What does seem clear is that Ecclestone's 'Concorde' agreements will be allowed to simply lapse.

"Liberty Media has a very good approach, namely that the Concorde Agreement, as it was formerly called, will no longer exist," Wolff told Austria's ORF broadcaster.

"In principle, a team in future will have this 'franchise' forever, which helps to add value because you do not have to renegotiate every eight years," he revealed.

Only judge Stroll in 2018 – Prost

Alain Prost
Alain Prost

(GMM) Quadruple world champion Alain Prost has defended F1's teen rookie Lance Stroll.

Canadian Stroll's debut for Williams this year has been the subject of controversy, as his career has been bankrolled by his billionaire father.

Not just that, although the 18-year-old broke through for his maiden podium in Baku, he notably struggled during the first half of the season.

But Prost thinks much of the criticism was unfair.

"He was being criticized even before he started," he told Le Journal de Montreal newspaper.

"I said before the season that it would be difficult for him to manage his age and his inexperience. It's true that he has tested in the 2014 car, but he has had so much to learn, especially this year with these faster cars.

"But when you know F1," Prost explained, "you know how difficult it is to get started. Look at Stoffel Vandoorne. He was considered one of the greatest hopefuls and he has had difficulties since the very beginning.

"But he's going to get better and better, and it's the same for Lance," Prost added.

Prost, also an advisor for Renault's F1 program, thinks the biggest pressure on Stroll this year was the wealth of his father, billionaire fashion mogul Lawrence Stroll.

"It put extra pressure on him," Prost said. "And I think that's a pity, because without a minimum amount of talent, he would not be in F1.

"We have to give him time. Where we can judge is in his results by the end of the year and especially next year," he added. "His progress. Today, it is still too early."

But Prost, 62, said Stroll's podium performance in Baku was noteworthy.

"At the moment, he's not doing badly," said the famous Frenchman.

"Honestly, in Baku, I looked at his race and he was one of the only drivers not to make a mistake."

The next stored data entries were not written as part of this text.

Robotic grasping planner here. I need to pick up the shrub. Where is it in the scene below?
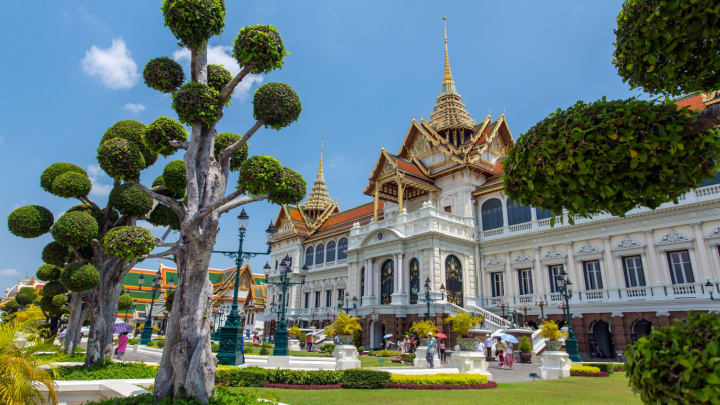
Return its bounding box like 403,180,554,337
173,82,220,125
390,374,488,385
52,211,99,248
143,56,185,93
625,312,720,404
8,205,54,238
342,368,390,388
109,183,153,217
253,82,302,130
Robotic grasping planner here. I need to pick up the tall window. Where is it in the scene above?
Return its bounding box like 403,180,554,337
315,243,325,264
338,238,347,260
667,250,695,284
583,260,602,290
490,271,505,297
548,264,563,292
506,198,531,225
305,246,315,266
623,256,645,288
518,269,533,295
325,240,335,262
480,198,503,231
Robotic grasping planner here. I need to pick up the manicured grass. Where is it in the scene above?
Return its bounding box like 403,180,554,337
245,373,642,405
358,356,409,367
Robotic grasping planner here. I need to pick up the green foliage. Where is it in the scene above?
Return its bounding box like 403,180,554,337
38,242,72,266
52,172,92,198
109,183,153,217
143,56,185,93
52,294,67,308
233,25,288,73
103,226,155,261
100,120,157,169
518,336,532,353
444,312,483,337
118,294,132,311
173,82,220,125
145,117,188,156
147,204,180,230
40,162,87,193
625,312,720,404
253,82,302,130
60,263,100,292
343,368,390,388
613,0,720,95
52,211,99,248
213,132,248,171
162,0,225,49
60,362,157,380
42,280,67,297
503,98,720,217
97,138,145,180
208,65,232,93
8,205,54,238
162,160,187,194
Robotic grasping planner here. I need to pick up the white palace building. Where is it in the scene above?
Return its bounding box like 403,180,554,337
265,26,720,358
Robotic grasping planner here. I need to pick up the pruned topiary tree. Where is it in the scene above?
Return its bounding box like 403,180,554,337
503,0,720,219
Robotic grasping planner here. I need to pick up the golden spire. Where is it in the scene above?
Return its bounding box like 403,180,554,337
430,16,475,131
303,137,333,213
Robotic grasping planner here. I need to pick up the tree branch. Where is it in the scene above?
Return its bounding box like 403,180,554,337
219,120,263,166
218,66,250,108
218,194,268,214
682,104,720,136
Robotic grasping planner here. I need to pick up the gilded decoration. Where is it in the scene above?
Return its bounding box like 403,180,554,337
380,260,394,305
445,255,463,307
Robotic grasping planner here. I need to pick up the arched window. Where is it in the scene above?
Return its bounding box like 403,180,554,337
445,255,463,307
325,240,335,262
507,198,531,225
315,243,325,264
380,259,395,305
305,246,315,266
535,208,552,219
410,259,420,304
338,238,347,260
480,198,503,231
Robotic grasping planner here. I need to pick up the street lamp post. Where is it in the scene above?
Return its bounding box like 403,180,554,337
264,255,308,356
412,277,445,321
213,208,277,366
555,269,582,361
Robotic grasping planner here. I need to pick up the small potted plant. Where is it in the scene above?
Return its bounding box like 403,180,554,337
325,311,362,345
438,312,483,352
539,320,566,352
518,336,532,363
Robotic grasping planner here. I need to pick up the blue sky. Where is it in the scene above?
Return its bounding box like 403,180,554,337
0,0,638,290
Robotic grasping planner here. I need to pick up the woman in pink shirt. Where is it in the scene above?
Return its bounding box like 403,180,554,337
115,332,128,359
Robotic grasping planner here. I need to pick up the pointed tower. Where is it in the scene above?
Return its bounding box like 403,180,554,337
303,138,335,221
430,16,475,146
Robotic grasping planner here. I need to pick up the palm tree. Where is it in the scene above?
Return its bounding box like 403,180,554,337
0,319,58,405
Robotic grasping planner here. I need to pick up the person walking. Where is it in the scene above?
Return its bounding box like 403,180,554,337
425,332,437,368
115,332,129,359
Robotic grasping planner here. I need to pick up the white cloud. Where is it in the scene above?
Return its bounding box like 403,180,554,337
82,38,139,89
87,165,112,197
173,45,263,100
0,269,22,277
123,103,145,114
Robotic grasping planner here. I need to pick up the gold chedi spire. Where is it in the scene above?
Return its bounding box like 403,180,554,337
430,16,475,132
303,137,333,213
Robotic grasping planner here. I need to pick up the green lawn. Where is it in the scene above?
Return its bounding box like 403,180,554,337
245,373,642,405
358,356,409,367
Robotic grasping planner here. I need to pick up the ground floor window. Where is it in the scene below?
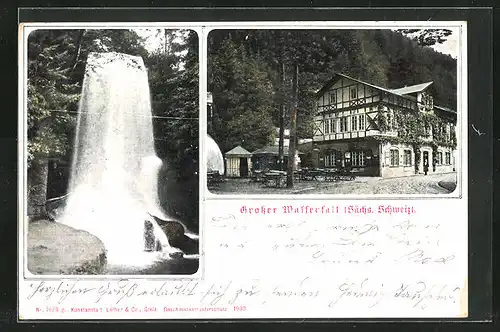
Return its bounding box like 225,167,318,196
325,151,336,167
391,149,399,166
351,151,365,166
437,152,443,165
403,150,411,166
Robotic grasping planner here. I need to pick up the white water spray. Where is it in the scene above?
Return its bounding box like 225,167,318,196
59,53,178,266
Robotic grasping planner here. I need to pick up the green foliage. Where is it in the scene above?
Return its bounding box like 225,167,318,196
146,30,199,164
209,39,273,151
375,110,456,150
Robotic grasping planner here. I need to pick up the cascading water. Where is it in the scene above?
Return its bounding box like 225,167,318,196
206,135,224,174
58,53,178,265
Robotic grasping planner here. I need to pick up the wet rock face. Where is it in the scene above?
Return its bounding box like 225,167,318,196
148,216,198,254
144,220,157,251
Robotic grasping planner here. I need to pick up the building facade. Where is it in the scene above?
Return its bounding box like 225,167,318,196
312,74,457,177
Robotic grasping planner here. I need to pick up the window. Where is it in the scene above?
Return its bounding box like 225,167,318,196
351,87,358,99
359,114,366,130
340,116,348,132
330,119,337,134
444,152,451,165
403,150,411,166
325,151,337,167
391,149,399,166
351,151,365,166
330,91,337,104
351,115,358,131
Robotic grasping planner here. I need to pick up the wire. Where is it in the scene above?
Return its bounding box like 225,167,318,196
44,110,200,120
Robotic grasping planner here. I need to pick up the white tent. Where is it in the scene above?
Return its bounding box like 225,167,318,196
206,135,224,174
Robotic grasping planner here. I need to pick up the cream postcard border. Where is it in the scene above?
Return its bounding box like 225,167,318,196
18,21,468,280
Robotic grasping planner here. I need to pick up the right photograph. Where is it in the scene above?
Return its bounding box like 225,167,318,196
205,27,461,195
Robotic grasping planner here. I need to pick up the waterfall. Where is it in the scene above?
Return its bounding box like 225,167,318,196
58,53,178,265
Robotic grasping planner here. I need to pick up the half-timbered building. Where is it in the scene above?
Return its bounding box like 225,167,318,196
313,74,457,177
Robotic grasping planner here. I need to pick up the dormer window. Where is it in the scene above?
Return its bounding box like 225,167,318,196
351,87,358,99
330,92,337,104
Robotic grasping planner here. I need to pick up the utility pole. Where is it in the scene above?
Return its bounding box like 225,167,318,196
278,57,285,170
286,63,299,188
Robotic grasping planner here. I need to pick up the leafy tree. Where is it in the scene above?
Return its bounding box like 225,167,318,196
397,29,453,46
208,39,273,151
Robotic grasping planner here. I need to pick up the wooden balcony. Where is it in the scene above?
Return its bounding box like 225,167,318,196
313,130,398,142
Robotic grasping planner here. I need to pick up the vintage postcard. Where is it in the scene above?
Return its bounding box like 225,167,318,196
18,21,468,321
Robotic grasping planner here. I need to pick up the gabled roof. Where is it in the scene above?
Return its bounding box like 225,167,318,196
226,145,252,157
390,82,432,95
316,73,392,97
316,73,432,100
434,105,457,114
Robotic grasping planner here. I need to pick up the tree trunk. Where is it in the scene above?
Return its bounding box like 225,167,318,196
28,158,49,218
278,60,285,170
286,64,299,188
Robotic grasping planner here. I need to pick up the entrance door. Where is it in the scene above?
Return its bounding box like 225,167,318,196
422,151,429,174
240,158,248,177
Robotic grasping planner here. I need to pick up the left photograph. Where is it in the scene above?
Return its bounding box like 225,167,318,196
19,27,199,275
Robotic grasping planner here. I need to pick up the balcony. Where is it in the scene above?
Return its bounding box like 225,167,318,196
313,130,398,142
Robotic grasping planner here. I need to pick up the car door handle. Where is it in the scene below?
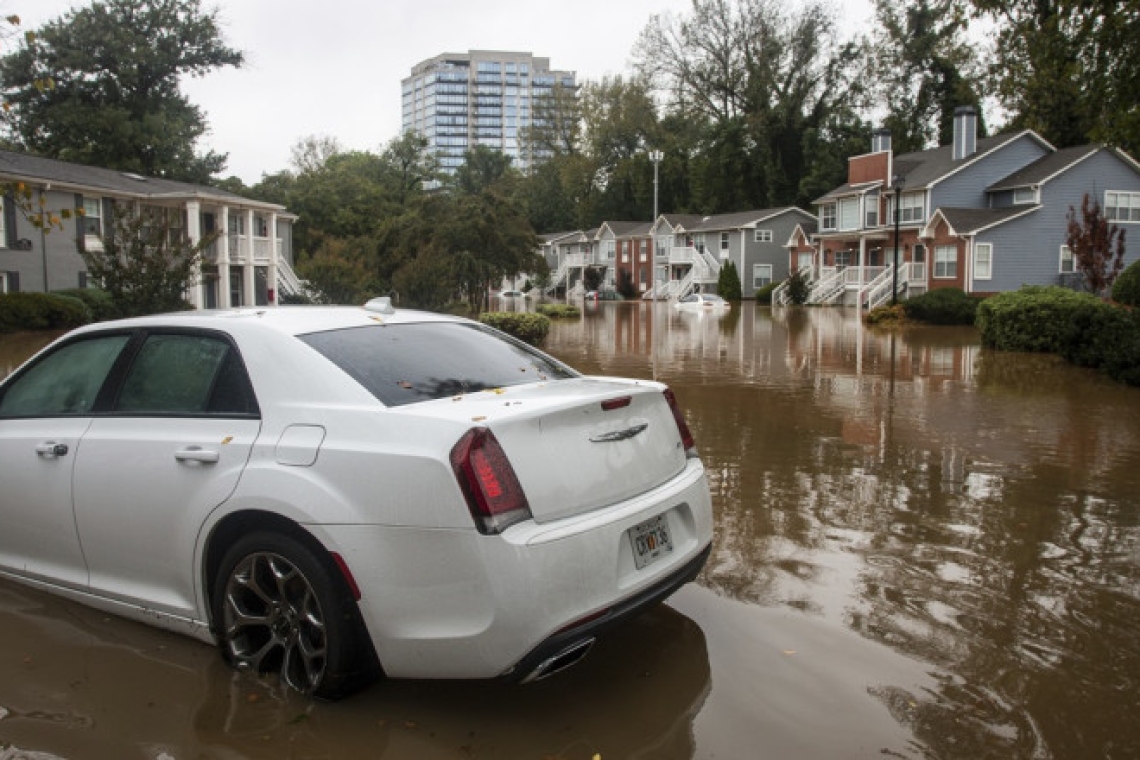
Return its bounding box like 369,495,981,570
174,446,220,465
35,441,67,459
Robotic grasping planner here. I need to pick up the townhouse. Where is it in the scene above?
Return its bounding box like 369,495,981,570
0,150,302,308
773,107,1140,308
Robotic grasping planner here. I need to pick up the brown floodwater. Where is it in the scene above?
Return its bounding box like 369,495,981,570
0,303,1140,760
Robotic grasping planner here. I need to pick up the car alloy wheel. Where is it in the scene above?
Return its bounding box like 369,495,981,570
222,551,328,694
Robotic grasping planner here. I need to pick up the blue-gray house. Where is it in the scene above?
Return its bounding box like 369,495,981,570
788,107,1140,307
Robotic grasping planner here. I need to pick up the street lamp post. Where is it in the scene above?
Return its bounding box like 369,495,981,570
890,174,903,307
649,150,665,301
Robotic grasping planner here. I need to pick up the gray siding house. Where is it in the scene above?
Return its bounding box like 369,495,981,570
0,150,301,308
645,206,815,299
793,107,1140,308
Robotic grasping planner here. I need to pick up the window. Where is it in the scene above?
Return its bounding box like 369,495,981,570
974,243,994,279
1105,193,1140,222
820,203,836,229
863,195,879,227
1013,187,1037,206
1059,245,1076,275
0,335,130,417
301,322,578,407
115,335,258,416
934,245,958,279
839,198,858,230
752,264,772,291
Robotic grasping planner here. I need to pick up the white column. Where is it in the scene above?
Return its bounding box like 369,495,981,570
242,209,258,307
218,206,234,309
186,201,205,309
269,213,282,307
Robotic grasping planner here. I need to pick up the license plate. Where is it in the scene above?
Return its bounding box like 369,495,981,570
627,515,673,570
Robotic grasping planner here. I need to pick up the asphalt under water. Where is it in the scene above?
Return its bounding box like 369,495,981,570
0,303,1140,760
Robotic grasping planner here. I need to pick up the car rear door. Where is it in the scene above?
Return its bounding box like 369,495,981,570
0,333,131,588
75,330,261,618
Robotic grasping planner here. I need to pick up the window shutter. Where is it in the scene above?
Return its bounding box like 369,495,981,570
101,198,115,240
3,195,16,248
75,193,87,253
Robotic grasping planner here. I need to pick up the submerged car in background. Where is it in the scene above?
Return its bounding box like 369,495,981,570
0,299,713,697
673,293,732,311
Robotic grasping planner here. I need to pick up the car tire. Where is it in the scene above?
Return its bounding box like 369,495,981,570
211,531,378,700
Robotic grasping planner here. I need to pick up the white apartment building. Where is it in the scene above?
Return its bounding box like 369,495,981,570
402,50,576,173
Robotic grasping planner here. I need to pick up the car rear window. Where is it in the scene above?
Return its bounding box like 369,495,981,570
300,322,578,407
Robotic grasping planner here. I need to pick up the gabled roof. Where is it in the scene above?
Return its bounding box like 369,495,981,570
920,206,1041,237
597,222,653,237
0,150,284,211
812,180,882,203
986,145,1137,193
675,206,815,232
893,130,1053,190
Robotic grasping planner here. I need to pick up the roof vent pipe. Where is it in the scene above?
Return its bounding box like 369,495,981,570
871,126,890,153
954,106,978,161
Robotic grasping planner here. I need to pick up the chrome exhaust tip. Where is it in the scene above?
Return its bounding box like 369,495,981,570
522,638,596,684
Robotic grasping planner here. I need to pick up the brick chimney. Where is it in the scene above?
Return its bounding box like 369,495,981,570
954,106,978,161
871,126,890,153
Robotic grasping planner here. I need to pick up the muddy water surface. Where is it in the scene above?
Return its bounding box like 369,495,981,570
0,303,1140,760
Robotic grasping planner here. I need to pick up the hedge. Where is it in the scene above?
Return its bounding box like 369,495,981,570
977,285,1100,353
0,293,91,332
479,311,551,345
1113,261,1140,307
902,287,980,325
535,303,581,319
978,287,1140,385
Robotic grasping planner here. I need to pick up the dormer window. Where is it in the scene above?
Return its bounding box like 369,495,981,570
1013,187,1037,206
820,203,836,230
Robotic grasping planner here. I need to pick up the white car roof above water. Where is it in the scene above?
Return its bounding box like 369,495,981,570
64,305,458,335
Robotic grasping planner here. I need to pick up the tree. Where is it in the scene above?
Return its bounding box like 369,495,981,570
0,0,243,183
1065,193,1124,295
83,204,215,317
868,0,985,155
970,0,1140,154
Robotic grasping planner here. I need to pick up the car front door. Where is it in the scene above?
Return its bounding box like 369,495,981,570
75,332,261,619
0,334,131,588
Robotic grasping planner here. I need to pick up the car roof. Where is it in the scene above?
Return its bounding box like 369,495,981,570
66,305,471,336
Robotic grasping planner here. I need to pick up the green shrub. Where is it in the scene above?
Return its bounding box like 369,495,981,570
479,311,551,345
756,283,780,303
1113,261,1140,307
716,259,742,301
902,287,979,325
0,293,91,332
52,287,120,322
787,269,812,307
977,285,1100,353
535,303,581,319
863,303,906,327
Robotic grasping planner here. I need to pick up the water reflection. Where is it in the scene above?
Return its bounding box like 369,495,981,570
551,304,1140,758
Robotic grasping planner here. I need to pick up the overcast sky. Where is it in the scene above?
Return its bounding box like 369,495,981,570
17,0,871,185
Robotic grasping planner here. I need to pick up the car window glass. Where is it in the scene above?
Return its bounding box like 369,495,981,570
115,335,230,414
301,322,577,407
0,335,130,417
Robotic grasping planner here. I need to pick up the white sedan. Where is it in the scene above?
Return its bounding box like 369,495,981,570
673,293,732,312
0,299,713,697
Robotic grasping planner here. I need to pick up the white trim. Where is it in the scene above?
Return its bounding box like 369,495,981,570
970,242,994,280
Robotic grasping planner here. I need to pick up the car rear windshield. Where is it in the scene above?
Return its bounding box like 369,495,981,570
300,322,578,407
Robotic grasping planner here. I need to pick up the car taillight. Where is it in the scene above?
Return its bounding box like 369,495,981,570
665,389,698,459
451,427,531,536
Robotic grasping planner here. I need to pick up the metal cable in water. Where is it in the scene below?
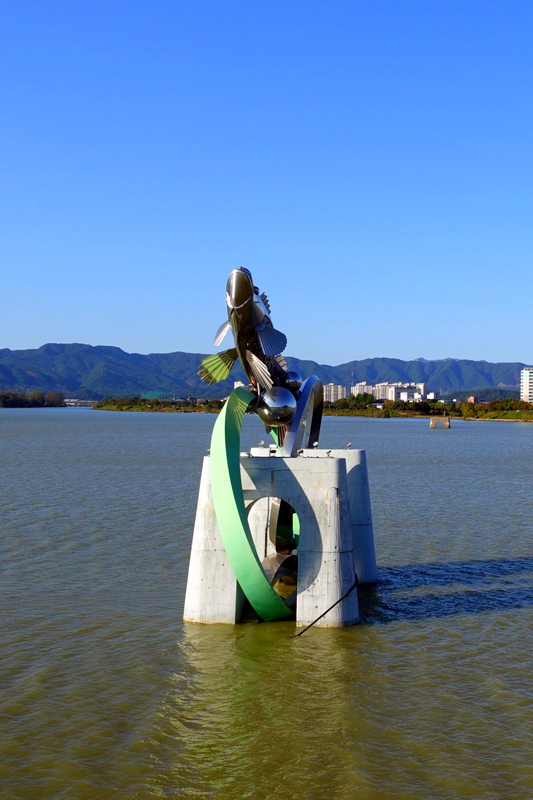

Mercedes not favorite for Hungary – Salo

Do they really think anyone can beat an Aldo Costa Car? It happens every once in while
Do they really think anyone can beat an Aldo Costa Car? It happens every once in while

(GMM) Mercedes is not the certain winner of this weekend's Hungarian grand prix.

That is the view of former Ferrari driver and regular F1 steward Mika Salo, who thinks Ferrari could bounce back at the Hungaroring after a difficult recent period.

The Finn told Ilta Sanomat newspaper that Red Bull is also expected to be strong on the tight, twisty circuit near Budapest.

"And I think Ferrari will be strong," said Salo. "Mercedes could have a bit of trouble again because of their long wheelbase.

"But of course, Mercedes is always strong on every track, and so much will come down to qualifying because you can't really pass there," he explained.

"If you quality well, that's already a big part of the race," said Salo.

Indeed, Ferrari's Sebastian Vettel said after Silverstone that it is Saturday afternoons on which the Italian team needs to improve.

But Mercedes boss Toto Wolff is not willing to say the German team is definitely the favorite for Hungary.

"First I'd like to see how our car works there on a slower, high-temperature track. That could give us a more complete picture," he said.

Red Bull must give Verstappen winning car – Horner

Horner is really saying that F1 is 99% car and 1% driver and Verstappen, or any driver for that matter, can win in F1 without the best car
Horner is really saying that F1 is 99% car and 1% driver and Verstappen, or any driver for that matter, can't win in F1 without the best car

(GMM) Christian Horner has acknowledged that Red Bull needs to give Max Verstappen a winning car for 2018.

Recently, the 19-year-old Dutchman and his surly father Jos have not categorically rejected rumors Verstappen is linked with a future switch to Ferrari.

At the same time, even though an often clearly frustrated Verstappen is locked in a Red Bull contract until 2019, his car this year has been regularly breaking down.

So when asked if he was relieved when Verstappen finally finished a race recently at Silverstone, Red Bull team boss Horner admitted: "You could say that."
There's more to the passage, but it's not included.